Tuesday, 6 March 2012

If You're Struggling To Save For Retirement, Then Read This Article!

By Karen McFarland


It's relatively easy to save for retirement when you're still young. Five thousand dollars set aside for a new baby grows to an amount that generates over a $100,000 a year in current-day dollars if the money earns 12 percent annually and inflation runs at 3 percent.

DISCLAIMER!!! We don't have any corroborating evidence to support this, but we have heard that small-company stocks would usually generate about 12 to 13 percent returns for long-term investments. Small-company stocks are, however, very risky over shorter periods of time.

Conversely, if you are the type of person who has only cottoned on to the fact that saving for retirement is imperative at a late stage in your working life, you may have a Herculean challenge in your hands. So if you have reached your sixth decade on Planet Earth, have yet to start saving and are wanting to earn $25,000 annual income from your retirement savings at age 65, then it might be necessary to contribute more than what you're making!

Okay, let us assume you're in your 50s (a lot of our readers are) or even older than that. With the kids' college expenses, or perhaps a divorce, you don't have any money saved for retirement. What is your recourse? What COULD be done? As such, your grip on your finances may be tenuous, but you don't need to let go of all hope. Here are three game plans and tactics that can make you a winner.

Say no to drugs...and retirement!

As they kept saying in the Reagan era -- just say no, to retirement, that is. After all, you save for retirement so the earnings from those savings can replace your salary and wages. If you don't stop working, you don't need retirement savings to produce investment income.
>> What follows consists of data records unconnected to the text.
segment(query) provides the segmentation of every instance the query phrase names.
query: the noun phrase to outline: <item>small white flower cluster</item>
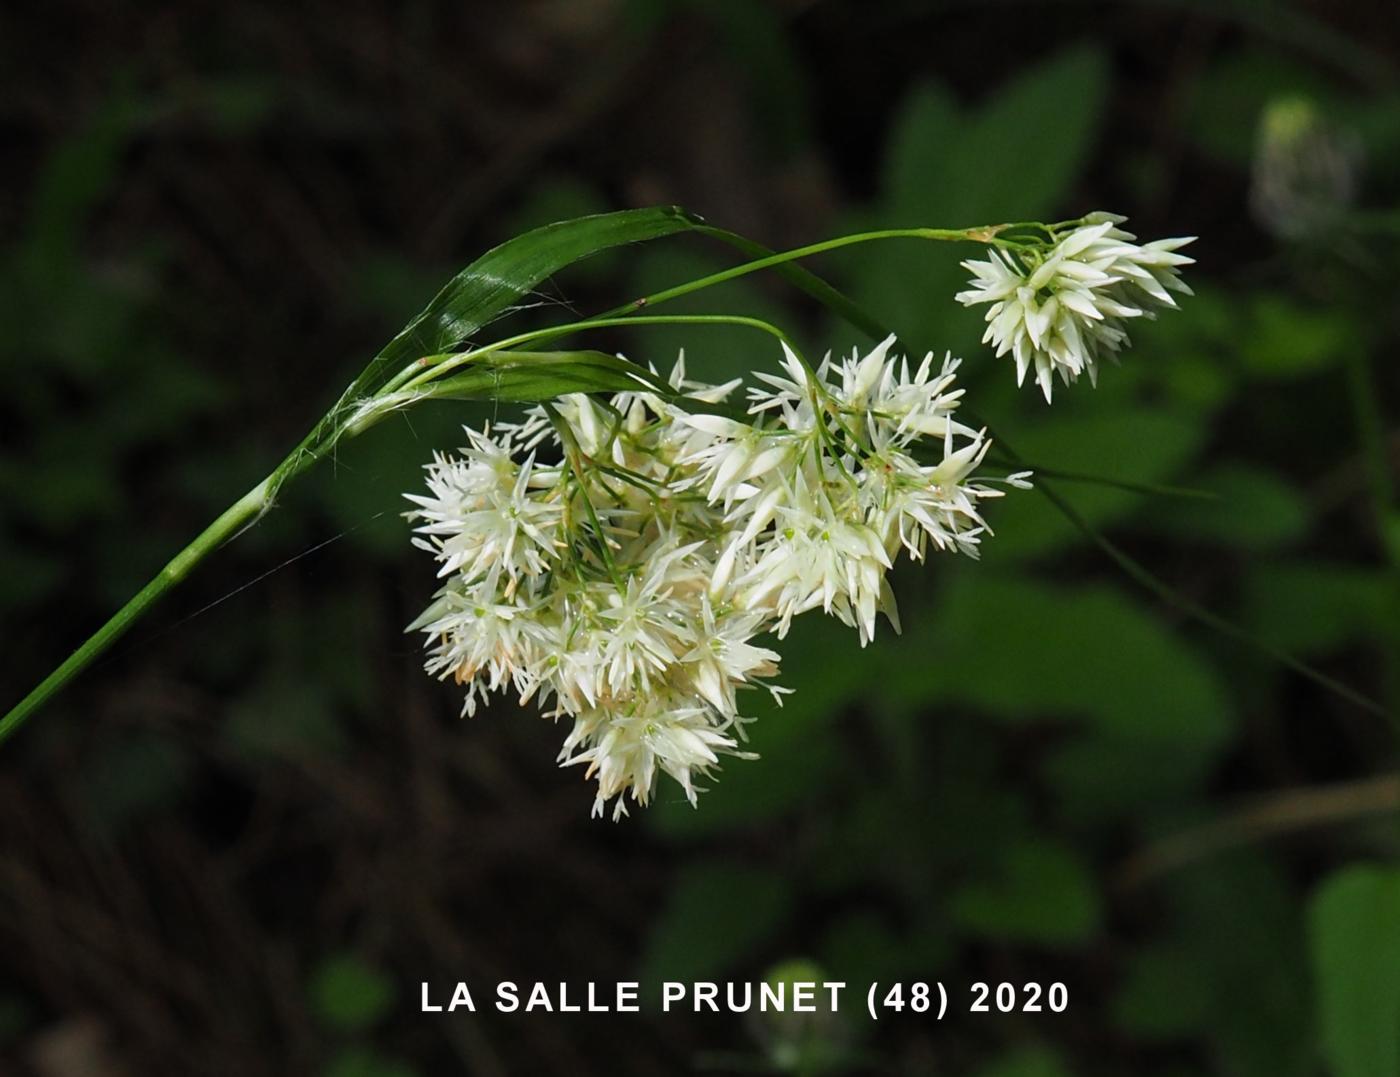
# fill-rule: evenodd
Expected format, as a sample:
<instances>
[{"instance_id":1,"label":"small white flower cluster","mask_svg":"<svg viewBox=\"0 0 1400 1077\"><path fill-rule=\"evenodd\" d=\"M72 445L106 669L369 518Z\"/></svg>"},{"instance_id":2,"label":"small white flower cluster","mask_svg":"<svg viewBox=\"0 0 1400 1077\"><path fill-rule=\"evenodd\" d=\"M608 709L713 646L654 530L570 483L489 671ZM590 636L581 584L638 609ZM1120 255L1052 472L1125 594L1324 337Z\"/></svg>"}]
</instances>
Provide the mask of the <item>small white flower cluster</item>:
<instances>
[{"instance_id":1,"label":"small white flower cluster","mask_svg":"<svg viewBox=\"0 0 1400 1077\"><path fill-rule=\"evenodd\" d=\"M428 671L466 686L466 714L513 690L572 719L560 761L596 777L595 814L645 805L659 771L693 803L697 775L747 754L740 689L783 691L757 637L821 609L864 644L877 612L897 627L901 549L975 556L988 533L979 502L1002 490L973 478L990 442L953 417L957 362L911 369L892 343L815 371L788 350L747 412L682 358L674 396L575 394L469 431L409 495L445 580L410 626Z\"/></svg>"},{"instance_id":2,"label":"small white flower cluster","mask_svg":"<svg viewBox=\"0 0 1400 1077\"><path fill-rule=\"evenodd\" d=\"M1017 385L1034 366L1047 402L1056 373L1066 384L1080 374L1096 383L1097 363L1129 344L1128 320L1175 309L1172 292L1191 294L1177 270L1194 259L1176 251L1195 237L1139 244L1118 227L1126 219L1091 213L1053 245L1008 243L963 263L972 287L958 302L992 304L983 343L1011 353Z\"/></svg>"}]
</instances>

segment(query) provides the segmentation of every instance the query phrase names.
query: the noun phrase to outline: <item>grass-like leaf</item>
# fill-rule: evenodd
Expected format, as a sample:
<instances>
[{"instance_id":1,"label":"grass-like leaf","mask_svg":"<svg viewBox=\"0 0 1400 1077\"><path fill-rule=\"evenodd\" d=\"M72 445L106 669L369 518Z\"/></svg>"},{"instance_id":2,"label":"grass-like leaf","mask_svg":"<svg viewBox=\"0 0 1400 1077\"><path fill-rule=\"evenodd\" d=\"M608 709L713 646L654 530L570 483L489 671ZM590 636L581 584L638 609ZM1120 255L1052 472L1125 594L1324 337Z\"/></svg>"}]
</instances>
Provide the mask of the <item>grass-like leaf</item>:
<instances>
[{"instance_id":1,"label":"grass-like leaf","mask_svg":"<svg viewBox=\"0 0 1400 1077\"><path fill-rule=\"evenodd\" d=\"M696 228L676 206L628 209L558 221L507 240L467 266L389 341L351 384L350 397L423 355L452 351L506 313L541 281L599 251Z\"/></svg>"}]
</instances>

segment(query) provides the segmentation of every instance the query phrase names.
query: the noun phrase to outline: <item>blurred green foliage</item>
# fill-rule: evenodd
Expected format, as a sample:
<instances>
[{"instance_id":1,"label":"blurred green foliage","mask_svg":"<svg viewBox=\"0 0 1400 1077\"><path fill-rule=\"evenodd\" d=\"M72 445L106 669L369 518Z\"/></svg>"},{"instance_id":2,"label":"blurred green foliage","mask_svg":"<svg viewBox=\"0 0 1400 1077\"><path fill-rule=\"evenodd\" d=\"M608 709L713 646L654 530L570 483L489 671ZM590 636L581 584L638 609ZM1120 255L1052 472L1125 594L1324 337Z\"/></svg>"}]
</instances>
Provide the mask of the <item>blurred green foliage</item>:
<instances>
[{"instance_id":1,"label":"blurred green foliage","mask_svg":"<svg viewBox=\"0 0 1400 1077\"><path fill-rule=\"evenodd\" d=\"M1254 126L1271 96L1323 80L1290 81L1297 66L1286 64L1265 75L1259 59L1213 70L1193 102L1202 151L1237 166L1251 160ZM937 84L915 88L894 123L877 196L841 227L1071 210L1066 192L1080 180L1107 103L1106 66L1096 50L1072 49L972 107ZM1321 100L1335 103L1338 117L1372 107L1337 93ZM1395 107L1394 96L1386 101ZM1393 140L1388 133L1370 148L1387 155ZM1216 249L1202 250L1209 263ZM1064 484L1095 526L1206 559L1210 582L1201 593L1217 607L1233 605L1261 638L1326 656L1394 639L1395 603L1386 595L1395 594L1395 576L1364 544L1347 545L1358 560L1346 564L1300 557L1328 511L1305 492L1324 466L1306 459L1305 447L1317 447L1322 423L1345 429L1341 368L1349 355L1378 356L1395 325L1366 316L1365 288L1347 295L1313 276L1353 269L1340 261L1312 268L1290 280L1276 267L1251 287L1217 283L1207 265L1192 278L1201 294L1135 334L1139 346L1124 369L1053 413L1028 403L1031 394L1013 396L1008 371L977 349L977 328L949 298L959 280L949 252L881 248L831 272L912 347L969 356L970 398L1027 460L1212 495L1145 498ZM834 335L843 333L850 335ZM1334 444L1326 455L1349 448ZM700 810L672 799L649 821L712 852L757 826L791 820L801 837L750 869L736 895L754 892L754 870L768 872L772 894L787 894L798 879L822 895L836 911L811 952L838 978L960 983L976 967L972 948L991 945L1045 954L1028 958L1032 967L1071 970L1064 974L1083 982L1088 967L1048 954L1088 954L1114 939L1127 950L1107 991L1108 1020L1144 1043L1203 1051L1199 1071L1160 1072L1312 1073L1318 1035L1337 1074L1400 1072L1400 1000L1391 983L1400 961L1385 948L1400 917L1388 877L1344 873L1309 901L1258 854L1233 854L1158 895L1169 927L1125 932L1106 922L1113 899L1105 850L1199 817L1220 768L1241 750L1241 714L1257 723L1268 713L1269 700L1281 698L1279 674L1242 675L1253 665L1248 655L1169 623L1107 569L1093 582L1060 582L1056 566L1075 563L1084 538L1045 500L1008 499L991 521L998 535L981 564L935 563L921 581L905 573L896 588L906 607L902 638L855 656L839 630L795 629L785 673L797 693L781 709L757 696L753 704L761 720L752 746L763 762L727 768ZM1358 563L1366 561L1370 567ZM1047 723L1053 736L1018 744ZM1393 850L1393 840L1385 847ZM736 937L749 945L726 921L694 915L713 900L713 885L709 875L678 877L646 967L688 976L694 952L719 959ZM883 912L853 913L861 907L855 895L872 887L884 895ZM746 907L753 901L738 898ZM1314 922L1311 966L1303 904ZM694 949L679 946L680 937ZM708 961L705 968L713 974ZM1122 1071L1042 1046L979 1072Z\"/></svg>"},{"instance_id":2,"label":"blurred green foliage","mask_svg":"<svg viewBox=\"0 0 1400 1077\"><path fill-rule=\"evenodd\" d=\"M316 1015L335 1028L354 1031L373 1025L394 1004L393 983L353 954L326 958L311 979Z\"/></svg>"},{"instance_id":3,"label":"blurred green foliage","mask_svg":"<svg viewBox=\"0 0 1400 1077\"><path fill-rule=\"evenodd\" d=\"M1322 1049L1338 1077L1400 1069L1400 872L1352 867L1313 897Z\"/></svg>"}]
</instances>

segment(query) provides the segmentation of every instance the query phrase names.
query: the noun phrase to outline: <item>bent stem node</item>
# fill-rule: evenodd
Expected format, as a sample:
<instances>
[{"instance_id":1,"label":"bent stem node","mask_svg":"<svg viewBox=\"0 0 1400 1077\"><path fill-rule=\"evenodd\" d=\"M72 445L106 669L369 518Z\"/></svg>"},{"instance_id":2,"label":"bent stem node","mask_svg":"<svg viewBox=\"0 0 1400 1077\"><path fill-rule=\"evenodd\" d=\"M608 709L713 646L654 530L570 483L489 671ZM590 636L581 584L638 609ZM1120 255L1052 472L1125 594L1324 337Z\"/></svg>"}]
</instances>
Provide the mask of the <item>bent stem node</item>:
<instances>
[{"instance_id":1,"label":"bent stem node","mask_svg":"<svg viewBox=\"0 0 1400 1077\"><path fill-rule=\"evenodd\" d=\"M121 639L126 634L127 629L166 591L188 576L195 565L267 511L271 504L273 490L277 485L277 478L278 472L274 472L225 509L217 520L200 532L198 538L172 557L170 562L145 587L137 591L126 605L117 610L106 624L94 632L86 643L70 654L57 669L40 681L33 691L20 700L3 719L0 719L0 741L4 741L13 734L30 714L48 701L50 696L82 672L85 667L96 661L112 644Z\"/></svg>"}]
</instances>

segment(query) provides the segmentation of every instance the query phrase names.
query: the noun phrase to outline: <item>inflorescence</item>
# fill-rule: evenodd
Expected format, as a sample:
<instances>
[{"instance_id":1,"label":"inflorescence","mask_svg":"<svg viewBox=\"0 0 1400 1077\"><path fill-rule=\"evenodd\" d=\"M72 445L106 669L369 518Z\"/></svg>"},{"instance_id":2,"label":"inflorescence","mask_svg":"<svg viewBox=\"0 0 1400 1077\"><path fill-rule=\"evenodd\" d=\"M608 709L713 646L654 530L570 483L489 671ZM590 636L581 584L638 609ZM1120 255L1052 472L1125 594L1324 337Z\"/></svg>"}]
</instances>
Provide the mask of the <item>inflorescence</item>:
<instances>
[{"instance_id":1,"label":"inflorescence","mask_svg":"<svg viewBox=\"0 0 1400 1077\"><path fill-rule=\"evenodd\" d=\"M1139 245L1123 218L1093 214L999 239L963 263L991 303L987 334L1018 382L1096 377L1125 324L1174 307L1189 239ZM812 369L786 343L781 373L687 379L684 356L611 399L575 393L515 423L468 430L409 495L416 545L441 589L411 626L428 672L568 718L561 764L597 780L594 814L646 805L660 772L695 802L697 778L743 750L745 692L773 683L792 619L821 610L864 646L877 615L898 630L887 573L901 552L975 557L981 503L1029 473L978 474L991 445L959 422L958 360L910 364L891 337ZM669 385L669 391L663 386ZM771 637L771 639L769 639ZM760 642L763 641L763 642Z\"/></svg>"},{"instance_id":2,"label":"inflorescence","mask_svg":"<svg viewBox=\"0 0 1400 1077\"><path fill-rule=\"evenodd\" d=\"M957 361L911 368L892 344L816 371L786 350L742 418L721 407L737 381L689 381L682 359L687 407L573 394L469 430L409 495L444 579L411 626L428 671L465 685L466 714L513 691L572 719L560 760L596 777L595 813L646 804L659 771L694 802L697 775L746 755L742 691L783 691L758 637L820 609L864 644L877 614L898 625L901 550L975 556L988 533L979 504L1003 490L974 477L991 443L954 418Z\"/></svg>"},{"instance_id":3,"label":"inflorescence","mask_svg":"<svg viewBox=\"0 0 1400 1077\"><path fill-rule=\"evenodd\" d=\"M1125 220L1091 213L1062 236L1052 230L1050 245L1010 245L963 263L972 287L958 302L991 304L982 342L998 357L1011 353L1017 385L1035 367L1047 402L1056 374L1066 385L1081 374L1097 384L1099 361L1116 362L1130 343L1129 321L1175 309L1172 292L1191 294L1177 270L1194 259L1176 252L1195 237L1139 244L1118 227Z\"/></svg>"}]
</instances>

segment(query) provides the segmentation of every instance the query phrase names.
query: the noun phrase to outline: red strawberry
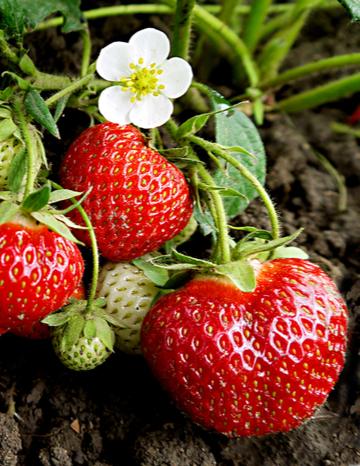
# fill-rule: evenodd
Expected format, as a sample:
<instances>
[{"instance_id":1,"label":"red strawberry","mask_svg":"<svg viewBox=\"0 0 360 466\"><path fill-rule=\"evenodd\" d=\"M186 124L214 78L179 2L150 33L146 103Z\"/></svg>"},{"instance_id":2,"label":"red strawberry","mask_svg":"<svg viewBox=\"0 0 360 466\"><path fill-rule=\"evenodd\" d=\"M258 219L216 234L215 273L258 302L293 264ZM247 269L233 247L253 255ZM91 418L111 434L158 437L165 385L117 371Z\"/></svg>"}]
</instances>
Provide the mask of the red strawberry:
<instances>
[{"instance_id":1,"label":"red strawberry","mask_svg":"<svg viewBox=\"0 0 360 466\"><path fill-rule=\"evenodd\" d=\"M84 262L71 241L36 225L0 225L0 327L26 327L62 307L78 286Z\"/></svg>"},{"instance_id":2,"label":"red strawberry","mask_svg":"<svg viewBox=\"0 0 360 466\"><path fill-rule=\"evenodd\" d=\"M142 328L154 374L195 422L228 436L286 432L324 403L344 364L347 310L302 259L264 263L253 293L198 277Z\"/></svg>"},{"instance_id":3,"label":"red strawberry","mask_svg":"<svg viewBox=\"0 0 360 466\"><path fill-rule=\"evenodd\" d=\"M80 283L72 293L70 300L84 298L85 288L83 283ZM40 321L21 324L19 327L12 329L11 333L18 337L31 338L32 340L47 340L51 337L50 327L46 324L42 324Z\"/></svg>"},{"instance_id":4,"label":"red strawberry","mask_svg":"<svg viewBox=\"0 0 360 466\"><path fill-rule=\"evenodd\" d=\"M103 123L84 131L61 167L65 188L90 194L83 207L95 228L100 252L129 261L176 236L192 214L184 175L147 147L131 125ZM82 224L79 213L70 217ZM87 232L75 234L89 244Z\"/></svg>"}]
</instances>

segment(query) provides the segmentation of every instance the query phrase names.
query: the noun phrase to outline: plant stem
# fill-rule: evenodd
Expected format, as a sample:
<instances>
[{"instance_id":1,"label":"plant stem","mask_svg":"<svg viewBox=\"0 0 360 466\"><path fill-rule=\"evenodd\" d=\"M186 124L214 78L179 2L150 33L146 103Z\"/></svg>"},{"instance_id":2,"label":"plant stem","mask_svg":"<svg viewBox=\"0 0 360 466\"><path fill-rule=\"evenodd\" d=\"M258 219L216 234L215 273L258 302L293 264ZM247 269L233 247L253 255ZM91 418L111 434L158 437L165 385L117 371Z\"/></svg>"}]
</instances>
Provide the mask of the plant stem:
<instances>
[{"instance_id":1,"label":"plant stem","mask_svg":"<svg viewBox=\"0 0 360 466\"><path fill-rule=\"evenodd\" d=\"M72 94L73 92L81 89L83 86L86 86L94 77L94 73L89 73L81 79L72 82L69 86L65 87L61 91L49 97L45 102L48 107L56 103L58 100L62 99L66 95Z\"/></svg>"},{"instance_id":2,"label":"plant stem","mask_svg":"<svg viewBox=\"0 0 360 466\"><path fill-rule=\"evenodd\" d=\"M169 120L166 123L166 126L172 135L174 139L176 139L176 131L177 131L177 125L173 120ZM193 158L198 158L195 152L192 151L192 157ZM202 178L204 183L206 183L208 186L215 186L215 182L210 175L210 173L207 171L207 169L204 167L204 165L199 164L199 167L197 168L197 175ZM212 203L212 208L211 208L211 214L214 218L215 225L218 230L218 244L216 245L216 249L219 251L219 263L226 263L231 261L231 251L230 251L230 244L229 244L229 235L228 235L228 226L227 226L227 219L226 219L226 213L225 213L225 208L223 204L223 200L221 195L216 192L216 191L209 191L208 195L211 199Z\"/></svg>"},{"instance_id":3,"label":"plant stem","mask_svg":"<svg viewBox=\"0 0 360 466\"><path fill-rule=\"evenodd\" d=\"M80 76L83 78L88 73L91 58L91 37L88 25L86 25L86 27L81 30L81 38L83 42L83 52Z\"/></svg>"},{"instance_id":4,"label":"plant stem","mask_svg":"<svg viewBox=\"0 0 360 466\"><path fill-rule=\"evenodd\" d=\"M229 154L228 151L221 149L218 146L218 144L215 144L210 141L206 141L205 139L202 139L198 136L188 136L187 139L190 142L202 147L206 151L213 152L214 154L217 154L222 159L226 160L233 167L235 167L245 179L247 179L253 185L253 187L258 192L260 198L262 199L268 211L273 239L279 238L280 237L279 218L278 218L275 206L272 200L270 199L270 196L268 195L268 193L266 192L265 188L262 186L260 181L241 162L239 162L235 157Z\"/></svg>"},{"instance_id":5,"label":"plant stem","mask_svg":"<svg viewBox=\"0 0 360 466\"><path fill-rule=\"evenodd\" d=\"M350 65L360 64L360 53L350 53L346 55L338 55L335 57L324 58L313 63L307 63L306 65L297 66L284 73L279 74L276 78L270 79L261 83L261 89L269 89L277 87L283 84L287 84L290 81L303 78L311 73L319 73L321 71L332 70L334 68L340 68Z\"/></svg>"},{"instance_id":6,"label":"plant stem","mask_svg":"<svg viewBox=\"0 0 360 466\"><path fill-rule=\"evenodd\" d=\"M225 0L225 3L232 0ZM254 0L257 1L257 0ZM220 5L203 5L203 8L206 9L209 13L218 15L221 11ZM279 3L272 5L269 8L269 13L284 13L292 8L292 4ZM336 0L326 0L322 3L319 8L330 9L330 8L340 8L339 3ZM122 16L122 15L135 15L135 14L165 14L169 15L173 13L173 8L167 5L159 4L139 4L139 5L114 5L102 8L95 8L92 10L84 11L84 18L87 20L98 19L98 18L107 18L110 16ZM250 6L240 5L236 8L237 14L246 15L249 14ZM35 31L48 29L50 27L57 27L63 24L63 18L58 16L56 18L48 19L38 24L35 28Z\"/></svg>"},{"instance_id":7,"label":"plant stem","mask_svg":"<svg viewBox=\"0 0 360 466\"><path fill-rule=\"evenodd\" d=\"M255 50L260 38L262 25L268 15L272 0L256 0L252 2L249 16L247 17L243 40L250 51Z\"/></svg>"},{"instance_id":8,"label":"plant stem","mask_svg":"<svg viewBox=\"0 0 360 466\"><path fill-rule=\"evenodd\" d=\"M308 108L317 107L328 102L333 102L340 98L349 96L360 91L360 73L345 78L338 79L315 87L309 91L301 92L284 100L280 100L275 105L278 110L284 112L299 112Z\"/></svg>"},{"instance_id":9,"label":"plant stem","mask_svg":"<svg viewBox=\"0 0 360 466\"><path fill-rule=\"evenodd\" d=\"M71 79L67 76L57 76L43 73L42 71L37 71L30 82L33 87L42 91L65 89L72 83Z\"/></svg>"},{"instance_id":10,"label":"plant stem","mask_svg":"<svg viewBox=\"0 0 360 466\"><path fill-rule=\"evenodd\" d=\"M63 189L59 184L55 183L54 181L51 182L52 186L56 189ZM73 204L76 204L77 201L75 199L70 199ZM90 289L87 297L87 304L86 304L86 312L90 312L93 302L95 300L96 295L96 288L99 279L99 249L97 246L96 235L94 231L94 227L89 219L88 214L86 213L85 209L81 205L76 206L81 218L83 219L86 227L88 228L90 243L91 243L91 252L92 252L92 274L91 274L91 284Z\"/></svg>"},{"instance_id":11,"label":"plant stem","mask_svg":"<svg viewBox=\"0 0 360 466\"><path fill-rule=\"evenodd\" d=\"M9 44L5 40L3 31L1 32L2 32L2 34L0 34L1 55L4 58L7 58L11 63L15 63L17 65L19 63L19 58L16 55L16 53L10 48Z\"/></svg>"},{"instance_id":12,"label":"plant stem","mask_svg":"<svg viewBox=\"0 0 360 466\"><path fill-rule=\"evenodd\" d=\"M21 135L24 138L25 147L26 147L27 174L26 174L25 190L24 190L24 195L23 195L23 199L26 199L27 196L33 192L34 185L35 185L36 144L31 136L28 122L26 121L25 114L21 108L20 102L18 101L15 102L14 111L17 116Z\"/></svg>"},{"instance_id":13,"label":"plant stem","mask_svg":"<svg viewBox=\"0 0 360 466\"><path fill-rule=\"evenodd\" d=\"M216 16L199 5L194 8L194 20L203 34L215 42L224 41L226 43L232 61L235 63L240 61L243 64L250 86L256 87L259 81L256 64L239 36Z\"/></svg>"},{"instance_id":14,"label":"plant stem","mask_svg":"<svg viewBox=\"0 0 360 466\"><path fill-rule=\"evenodd\" d=\"M239 12L238 3L239 3L239 0L222 0L221 2L221 10L219 12L219 18L227 26L231 27L235 22L237 13ZM209 11L209 9L207 10ZM211 13L217 14L218 12L212 11Z\"/></svg>"},{"instance_id":15,"label":"plant stem","mask_svg":"<svg viewBox=\"0 0 360 466\"><path fill-rule=\"evenodd\" d=\"M177 0L172 54L189 60L192 12L195 0Z\"/></svg>"}]
</instances>

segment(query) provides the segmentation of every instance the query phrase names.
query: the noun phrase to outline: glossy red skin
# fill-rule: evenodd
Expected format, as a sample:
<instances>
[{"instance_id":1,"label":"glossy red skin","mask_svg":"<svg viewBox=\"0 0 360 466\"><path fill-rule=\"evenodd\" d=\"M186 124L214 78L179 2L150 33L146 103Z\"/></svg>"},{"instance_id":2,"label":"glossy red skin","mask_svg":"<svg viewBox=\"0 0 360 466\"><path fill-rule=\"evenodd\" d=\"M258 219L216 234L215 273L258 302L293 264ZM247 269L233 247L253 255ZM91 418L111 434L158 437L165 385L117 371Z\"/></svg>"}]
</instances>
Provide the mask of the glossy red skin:
<instances>
[{"instance_id":1,"label":"glossy red skin","mask_svg":"<svg viewBox=\"0 0 360 466\"><path fill-rule=\"evenodd\" d=\"M79 285L76 244L39 225L0 225L0 327L30 326L62 307Z\"/></svg>"},{"instance_id":2,"label":"glossy red skin","mask_svg":"<svg viewBox=\"0 0 360 466\"><path fill-rule=\"evenodd\" d=\"M324 403L344 365L347 309L301 259L263 264L253 293L193 279L145 317L142 349L179 407L230 437L286 432Z\"/></svg>"},{"instance_id":3,"label":"glossy red skin","mask_svg":"<svg viewBox=\"0 0 360 466\"><path fill-rule=\"evenodd\" d=\"M85 288L83 283L80 283L72 293L70 299L84 298ZM42 324L40 321L22 324L19 327L11 329L11 333L18 337L31 338L32 340L47 340L51 337L51 329L49 325Z\"/></svg>"},{"instance_id":4,"label":"glossy red skin","mask_svg":"<svg viewBox=\"0 0 360 466\"><path fill-rule=\"evenodd\" d=\"M83 207L101 254L129 261L158 249L188 223L192 201L182 172L145 145L131 125L103 123L71 145L60 171L64 188L86 192ZM77 210L69 216L78 224ZM89 244L87 232L74 234Z\"/></svg>"}]
</instances>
For a quick footnote on "not retiring", this is not to be misconstrued as staying in the same job. If you've been selling computers your whole life and you're sick of it, do something else. Make like those adults on the TV series "Community" and attend a CC to learn new skills -- teach there, better yet, and have the summer all to yourself. Teach at the local daycare, and if you have the daring-do-do for it, the Peace Corps is always an option. Get a job in a daycare center and help shape the future.

Give yourself breathing room

Though you will have less years of retirement to enjoy, it might be a good idea to stave off any plans for retirement and reschedule it a few years past 65. Rather than working to age 62 or 65, for example, working until age 67 or 69-a few more years of contributions and compound interest income-will make a surprising difference, and you'll boost substantially the money you receive from defined-benefit retirement plans. Oh, and another thing -- you can use those extra years as additional time to pay off your mortgage.

The paradigm shift - frugality before frivolity

Through this third, rather peculiar tactic, we are not really asking you to be parsimonious in your financial dealings -- just be a smidgen more practical and conservative.